Analyst Blessing Vava said: “It’s clear the First Lady belongs to the Mnangagwa faction and she is being used by that faction.”
“People attending her functions are known Mnangagwa allies, but it’s early for us to say that her statement on Mnangagwa meant he was automatically going to take the post,” Vava said.
Zanu PF insiders, however, said Mnangagwa now had an edge against Mujuru given the Vice-President’s alleged close links with the West as exposed by whistleblower website Wikileaks where she is said to have met former United States Ambassador to Zimbabwe Charles Ray under the cover of darkness at a secluded place out of Harare to discuss party and government business.
“There are two VP vacant posts as we speak. We will know the way forward after this week’s politburo meeting,” a senior government official said last week.
“Where do you think all the people in Zanu PF who are attacking Mujuru are getting all that power from? It is clear that with her, the country is at risk, we don’t want to go back to the pre-1980 era and there is a feeling that she can take us there as it seems like she has a soft spot for the West.”
The source added: “Zimbabwe cannot go back to that era before 1980. We want someone who will protect the revolution of the country, but with her, we can’t trust.”
Though Mnangagwa and Mujuru both had respect in the party, it was Mnangagwa’s loyalty to Mugabe that his loyalists say would make him Mugabe’s favourite.
He, like Mujuru has served in government since 1980 previously as Minister of Security, Justice, Defence, Housing and Social Amenities and Speaker of Parliament even after losing his seat in Kwekwe in 2000.
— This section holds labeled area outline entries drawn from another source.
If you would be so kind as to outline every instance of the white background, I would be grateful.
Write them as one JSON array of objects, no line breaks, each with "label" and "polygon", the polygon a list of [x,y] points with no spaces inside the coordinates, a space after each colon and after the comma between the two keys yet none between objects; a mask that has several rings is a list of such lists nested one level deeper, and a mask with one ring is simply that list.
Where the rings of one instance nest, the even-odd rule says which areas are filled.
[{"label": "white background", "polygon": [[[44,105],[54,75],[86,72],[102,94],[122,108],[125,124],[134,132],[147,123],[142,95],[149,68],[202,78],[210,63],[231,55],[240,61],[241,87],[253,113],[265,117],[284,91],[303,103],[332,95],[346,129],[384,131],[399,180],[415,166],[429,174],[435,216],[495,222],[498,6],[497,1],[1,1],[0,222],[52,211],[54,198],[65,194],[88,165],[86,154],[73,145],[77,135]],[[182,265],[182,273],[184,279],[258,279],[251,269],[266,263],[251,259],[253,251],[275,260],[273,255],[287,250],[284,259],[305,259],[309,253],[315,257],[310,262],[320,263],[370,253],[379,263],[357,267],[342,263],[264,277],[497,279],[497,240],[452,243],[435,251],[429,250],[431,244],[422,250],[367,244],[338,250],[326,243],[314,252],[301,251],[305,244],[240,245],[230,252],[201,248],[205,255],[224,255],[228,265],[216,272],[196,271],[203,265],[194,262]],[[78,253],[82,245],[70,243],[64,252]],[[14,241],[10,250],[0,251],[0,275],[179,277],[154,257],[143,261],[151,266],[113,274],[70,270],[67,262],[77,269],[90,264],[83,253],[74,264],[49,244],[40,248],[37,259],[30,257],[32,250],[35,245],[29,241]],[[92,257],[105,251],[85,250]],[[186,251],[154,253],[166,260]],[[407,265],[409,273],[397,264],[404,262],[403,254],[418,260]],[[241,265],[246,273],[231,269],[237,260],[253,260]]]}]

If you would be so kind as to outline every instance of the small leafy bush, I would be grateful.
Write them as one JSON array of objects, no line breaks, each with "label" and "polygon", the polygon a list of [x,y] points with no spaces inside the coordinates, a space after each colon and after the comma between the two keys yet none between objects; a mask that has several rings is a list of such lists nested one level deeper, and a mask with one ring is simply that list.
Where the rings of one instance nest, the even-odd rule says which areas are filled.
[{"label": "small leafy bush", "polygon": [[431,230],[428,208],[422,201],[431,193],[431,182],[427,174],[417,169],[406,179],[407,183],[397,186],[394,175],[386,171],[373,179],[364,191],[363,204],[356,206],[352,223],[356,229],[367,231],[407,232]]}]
The Chirumanzi–Zibagwe MP, observers say played a critical role in ensuring Mugabe’s victory in the last harmonised elections and surprised many when he sat next to the veteran leader at a rare Press briefing arranged on the eve of the polls.
Mnangagwa was Mugabe’s chief election agent during the 2008 presidential election, and it was reported that he headed Mugabe’s campaign behind the scenes.
While Mujuru’s alleged links with the West could deal her a blow, Mnangagwa is said not to have a “social base” unlike Mujuru since he was knocked out of his Kwekwe base by MDC-T’s Blessing Chebundo in 2000.
Though he is perceived as ruthless by many, Mnangagwa, in an interview with a foreign publication, Mnangagwa said: “I don’t know where all this ‘hardman’ stuff comes from at all, and I keep having to tell my children that it’s all nonsense.”
Whether Grace’s statement on Mnangagwa meant anything, only time will tell.